Preston Manning: Who should speak for science in the public arena?

 

Scientists don’t often speak directly for themselves but are quoted by politicians, civil servants and media commentators. PHOTO BY DOUGLAS MAGNO/AFP VIA GETTY IMAGES FILES

One of the most important questions raised by governmental responses to the COVID crisis is «Who should speak for science in the public arena?»

Every government in the world claims that its response to this health crisis is «science-based.» Scientific papers and authorities are liberally quoted in describing the nature of the virus, the best ways to combat its spread, and the role of science and technology in developing vaccines as the ultimate protective solution. Often it is not the scientists speaking directly for themselves but politicians, civil servants and media commentators. 

This shaky grasp of the application of science to a public issue makes it more likely that the politicians’ choice as to what science to reference and how to apply it will be more strongly influenced by non-scientific factors such as political ideology and partisan positions. Civil servants may well have scientific degrees and expertise but they are lodged in public bureaucracies, hierarchically organized with multiple divisions of responsibility and a fundamentally different approach to information processing and decision making than that prescribed by the scientific method.

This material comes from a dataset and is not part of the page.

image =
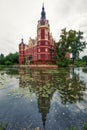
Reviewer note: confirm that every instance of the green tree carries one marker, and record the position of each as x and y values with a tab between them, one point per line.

Thus the filtering of scientific observations and hypotheses through a bureaucratic system is likely to bring yet another bias to the application of science to a public issue. And in the case of the communication of science by public media commentators, this cannot help but be influenced, at least in part, by the media-world reality that negative is more newsworthy than positive, «feelings» are more newsworthy than «facts,» disagreement is more newsworthy than consensus and short-run is more newsworthy than long-run. Public policy guided mainly by «newsworthy science» is not truly science-based policy. Calling for an expanded and direct communications role for scientists in the public square on public issues is not, however, without its own challenges.

For example, the language and style in which scientists normally communicate with each other are not usually the best language and style for communicating with the public.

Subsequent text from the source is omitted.